Record and Artist Details

Composer or Director: Benjamin Britten, Henry Purcell

Genre:

Chamber

Label: Decca

Media Format: CD or Download

Media Runtime: 73

Mastering:

DDD

Catalogue Number: 481 5204

481 5204. BRITTEN; PURCELL Chaconnes and Fantasias

Tracks:

Composition Artist Credit
Chaconne for Strings Henry Purcell, Composer
Emerson Qt
Henry Purcell, Composer
(9) Fantasias, Movement: F, Z737 Henry Purcell, Composer
Emerson Qt
Henry Purcell, Composer
(9) Fantasias, Movement: D minor, Z739 Henry Purcell, Composer
Emerson Qt
Henry Purcell, Composer
String Quartet No. 2 Benjamin Britten, Composer
Benjamin Britten, Composer
Emerson Qt
(9) Fantasias, Movement: E minor, Z741 Henry Purcell, Composer
Emerson Qt
Henry Purcell, Composer
(9) Fantasias, Movement: G, Z742 Henry Purcell, Composer
Emerson Qt
Henry Purcell, Composer
String Quartet No. 3 Benjamin Britten, Composer
Benjamin Britten, Composer
Emerson Qt
My first port of call for comparisons in the Britten was the Belcea Quartet, initially in the first movement of the Second Quartet, where their account of the opening is starkly lugubrious, with melody and harmony achingly entwined. Turn then to the Emersons’ more straightforward approach and it’s more a case of mind over emotion, which is fairly characteristic of their intelligent approach to both works. In the agitated, muted Scherzo, the Emersons mark a dramatic dynamic contrast between the spiky staccato arpeggio accompaniment and the fierce unison top line. With the Belceas, the unison idea rules; and while the spiccato comes across well, it’s less prominent. The Chacony finale opens to a unison theme followed by three sets of exploratory variations. Here the Belcea’s added breathing space – over two minutes’ worth – compounds the music’s eerie effect. After the jagged opening motif, both quartets admit a good deal of tonal warmth.
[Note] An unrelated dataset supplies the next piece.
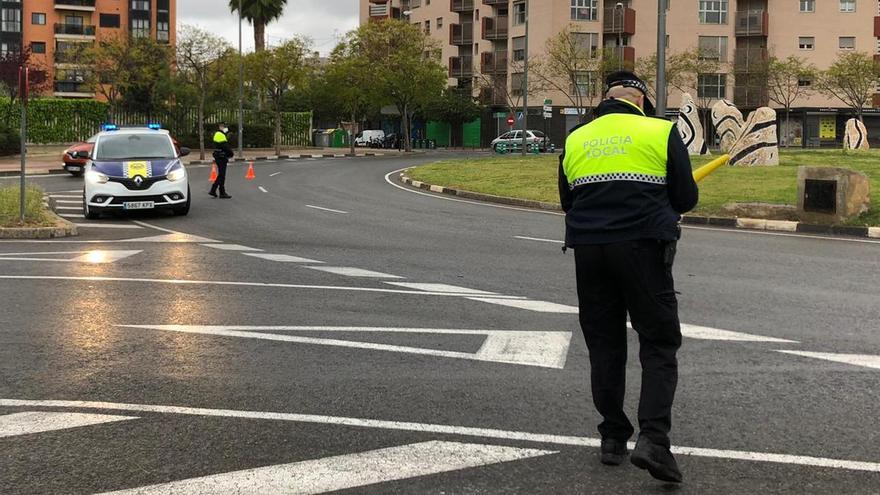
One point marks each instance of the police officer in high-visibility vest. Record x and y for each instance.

The groundsprings of the remarkable Third Quartet lay with the Amadeus Quartet, Britten’s creative advisors, who played it to him at his Aldeburgh home just weeks before he died, and then performed the work in public at Snape Maltings two weeks after his death. The voice here is very different, the third-movement Burlesque (marked to be taken fast and with fire) always strikes me, at least in its opening bars, as an angry-sounding reference to the finale of Brahms’s Second Quartet, surprising given the widely acknowledged fact that Britten was no fan of Brahms’s music, or maybe not so surprising given the music’s combative mood. Here the Belceas and the Emersons are even-stevens, more or less. Again the Belceas are slower in the finale, marginally so this time, though there’s some glorious solo playing on offer from the Emersons, especially from cellist Paul Watkins.
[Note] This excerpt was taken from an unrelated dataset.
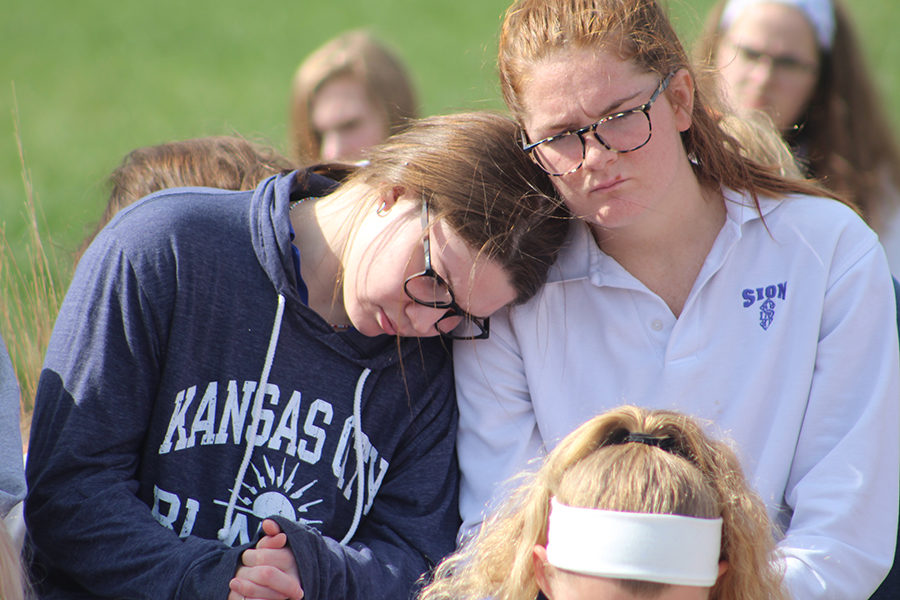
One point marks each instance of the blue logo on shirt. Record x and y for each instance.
(766, 296)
On the new disc both quartets are preceded by Purcell Fantazias, while the first track features the older composer’s Chacony in G minor, the prime mover for the like-named finale of Britten’s Second Quartet. As with the two quartets, Purcell’s masterly essays are played with intensity and a winning sweetness of tone; and, viewed as a whole, the programme works exceedingly well, though I wouldn’t want to be without either the Belcea Quartet or the pioneering Amadeus Quartet (Decca), whose affectingly sensitive account of the third movement of the Third Quartet, frail though it occasionally may be, focuses some desolate music that once or twice hints at acceptance.